Thursday 22 August 2019

Irish tech company board 'confident' in co-founder after review into alleged inappropriate behaviour with female staff

Eoghan McCabe: The 34-year-old Dubliner works from Intercom’s base in California
Eoghan McCabe: The 34-year-old Dubliner works from Intercom’s base in California
Adrian Weckler

Adrian Weckler

Staff at the Irish ‘unicorn’ software firm Intercom have been told that the company board remains “confident” in co-founder Eoghan McCabe after an internal review into a “human resources matter” relating to allegations of inappropriate behaviour towards some female staff.

“The Board is confident, based on the information we have now, that this matter was handled appropriately and is behind us,” co-founder Des Traynor told staff at an “all hands” meeting today.

“The Board is confident in Eoghan’s ability to continue to lead the company and the improvements he and the leadership team continue to make.”

Earlier this year, Mr McCabe apologised for “poor judgement” relating to behaviour with female staff. The entrepreneur’s behaviour came under the spotlight after an investigation by the US tech journal ‘The Information’, about reported complaints against the tech founder from a number of female employees.

”In the early years of the company I demonstrated some poor judgment,” Mr McCabe said previously about the allegations. “I apologised at the time and have matured as a person and a CEO since then.”

Mr Traynor told staff today that the company had retained a senior lawyer to head an investigation into the allegations.

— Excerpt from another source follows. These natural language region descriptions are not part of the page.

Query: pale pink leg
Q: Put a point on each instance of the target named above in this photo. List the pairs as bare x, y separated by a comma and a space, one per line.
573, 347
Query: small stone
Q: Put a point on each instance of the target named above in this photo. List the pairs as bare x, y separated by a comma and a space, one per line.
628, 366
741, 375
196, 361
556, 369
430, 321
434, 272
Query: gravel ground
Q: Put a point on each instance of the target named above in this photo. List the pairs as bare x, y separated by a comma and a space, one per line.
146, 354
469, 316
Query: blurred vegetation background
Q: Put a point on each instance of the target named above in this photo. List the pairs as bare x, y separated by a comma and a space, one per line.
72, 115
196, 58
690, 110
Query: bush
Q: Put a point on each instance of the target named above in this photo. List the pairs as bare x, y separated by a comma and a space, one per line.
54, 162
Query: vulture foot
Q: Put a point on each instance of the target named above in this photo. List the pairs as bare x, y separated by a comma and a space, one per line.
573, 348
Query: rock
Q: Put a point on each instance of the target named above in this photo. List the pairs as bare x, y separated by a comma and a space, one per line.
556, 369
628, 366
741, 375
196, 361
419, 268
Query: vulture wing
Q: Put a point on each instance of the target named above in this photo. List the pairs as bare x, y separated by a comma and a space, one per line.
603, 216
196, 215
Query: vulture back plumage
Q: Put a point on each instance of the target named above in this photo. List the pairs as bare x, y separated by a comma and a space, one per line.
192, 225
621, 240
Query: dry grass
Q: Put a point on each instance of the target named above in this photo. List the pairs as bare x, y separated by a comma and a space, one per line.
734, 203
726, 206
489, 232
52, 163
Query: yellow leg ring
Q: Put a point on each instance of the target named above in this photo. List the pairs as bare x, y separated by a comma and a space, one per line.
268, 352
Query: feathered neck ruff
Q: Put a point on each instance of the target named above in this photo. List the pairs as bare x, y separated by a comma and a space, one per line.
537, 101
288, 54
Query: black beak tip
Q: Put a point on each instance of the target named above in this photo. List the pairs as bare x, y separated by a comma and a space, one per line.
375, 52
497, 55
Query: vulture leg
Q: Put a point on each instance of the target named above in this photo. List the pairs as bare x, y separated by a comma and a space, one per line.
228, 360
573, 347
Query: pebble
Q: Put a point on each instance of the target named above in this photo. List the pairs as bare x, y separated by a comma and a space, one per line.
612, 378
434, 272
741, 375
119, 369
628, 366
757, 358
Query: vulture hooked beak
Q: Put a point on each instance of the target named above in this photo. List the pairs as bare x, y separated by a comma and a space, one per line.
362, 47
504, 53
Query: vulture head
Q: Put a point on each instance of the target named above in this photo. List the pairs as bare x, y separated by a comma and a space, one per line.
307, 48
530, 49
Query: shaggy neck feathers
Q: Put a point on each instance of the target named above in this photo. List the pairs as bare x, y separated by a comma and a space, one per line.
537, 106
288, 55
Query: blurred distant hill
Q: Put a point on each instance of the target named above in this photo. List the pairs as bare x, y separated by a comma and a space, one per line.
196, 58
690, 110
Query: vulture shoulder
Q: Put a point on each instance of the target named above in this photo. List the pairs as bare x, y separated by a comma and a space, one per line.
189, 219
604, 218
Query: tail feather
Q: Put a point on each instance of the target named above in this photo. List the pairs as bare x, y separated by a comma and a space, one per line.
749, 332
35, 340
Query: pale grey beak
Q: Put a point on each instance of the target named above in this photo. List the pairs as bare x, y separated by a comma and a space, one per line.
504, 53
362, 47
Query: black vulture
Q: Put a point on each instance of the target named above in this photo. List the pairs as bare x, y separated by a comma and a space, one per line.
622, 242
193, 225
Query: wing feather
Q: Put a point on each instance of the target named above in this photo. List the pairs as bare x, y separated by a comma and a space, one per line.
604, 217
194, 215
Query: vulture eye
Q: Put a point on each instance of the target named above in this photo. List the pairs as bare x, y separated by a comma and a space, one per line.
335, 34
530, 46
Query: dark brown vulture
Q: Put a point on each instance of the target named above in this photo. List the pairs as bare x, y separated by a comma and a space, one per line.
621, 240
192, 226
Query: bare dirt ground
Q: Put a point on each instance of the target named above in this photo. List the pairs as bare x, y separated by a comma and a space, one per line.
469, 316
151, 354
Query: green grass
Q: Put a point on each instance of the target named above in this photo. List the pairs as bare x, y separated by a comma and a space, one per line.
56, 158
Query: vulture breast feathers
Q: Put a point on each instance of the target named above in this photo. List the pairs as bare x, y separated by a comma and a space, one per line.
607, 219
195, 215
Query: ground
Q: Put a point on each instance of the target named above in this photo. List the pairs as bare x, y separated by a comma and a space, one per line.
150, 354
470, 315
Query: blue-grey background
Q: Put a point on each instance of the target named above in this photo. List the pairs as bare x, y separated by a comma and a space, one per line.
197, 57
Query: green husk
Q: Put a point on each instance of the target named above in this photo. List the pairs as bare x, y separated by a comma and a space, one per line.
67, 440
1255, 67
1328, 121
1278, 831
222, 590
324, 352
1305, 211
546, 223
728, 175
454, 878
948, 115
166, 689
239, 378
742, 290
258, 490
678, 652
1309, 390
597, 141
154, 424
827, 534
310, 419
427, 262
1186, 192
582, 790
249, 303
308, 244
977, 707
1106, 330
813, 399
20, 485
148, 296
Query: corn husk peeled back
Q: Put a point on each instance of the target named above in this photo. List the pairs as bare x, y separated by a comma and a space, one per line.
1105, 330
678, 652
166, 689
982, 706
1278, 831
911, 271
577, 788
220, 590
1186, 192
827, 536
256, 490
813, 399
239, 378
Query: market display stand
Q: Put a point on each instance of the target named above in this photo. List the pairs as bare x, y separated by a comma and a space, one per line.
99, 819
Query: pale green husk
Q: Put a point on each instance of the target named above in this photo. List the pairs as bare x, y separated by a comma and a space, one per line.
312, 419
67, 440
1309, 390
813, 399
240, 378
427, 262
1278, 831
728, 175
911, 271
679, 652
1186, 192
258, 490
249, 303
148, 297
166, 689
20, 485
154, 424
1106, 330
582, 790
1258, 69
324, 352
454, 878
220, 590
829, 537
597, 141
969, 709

“Recently, some questions were raised about the nature and handling of a human resources matter involving Eoghan a number of years ago,” Mr Traynor said. “At that time, an internal investigation was conducted by HR. Additionally, the Board conducted a review of that HR process including seeking advice from outside counsel. That said, and to reinforce our desire to build the right culture, the Intercom Board decided to conduct a fresh look to ensure that it was addressed appropriately.”

“The investigation of all these items was led by an industry leading expert from one of America’s top law firms, Helen Cantwell of Debevoise and Plimpton,” said Mr Traynor. “Helen was given access to Intercom’s internal materials, resources and current and former employees, including leadership.”

The investigation, he said, focused on “several aspects and drew several conclusions”.

Mr Traynor said that Ms Cantwell came up with a set of recommendations to “improve our ability to deal with workplace issues and develop stronger guardrails for governance”.

These included an update on workplace policies, “putting a stronger focus on our anti-harassment provisions… building on our current harassment training and... establishing an anonymous hotline, operated by a third-party vendor, to provide employees with the continued ability to safely report complaints and concerns”.

Intercom is one of the fastest-growing software firms in Europe and Silicon Valley. In the last five years, it has raised €200m in funding and was last valued at over €1bn.

Intercom’s main business is delivering customer messaging services online.

Intercom’s products are designed and developed in Dublin, while its sales and administrative headquarters are in Silicon Valley, where Mr McCabe now lives.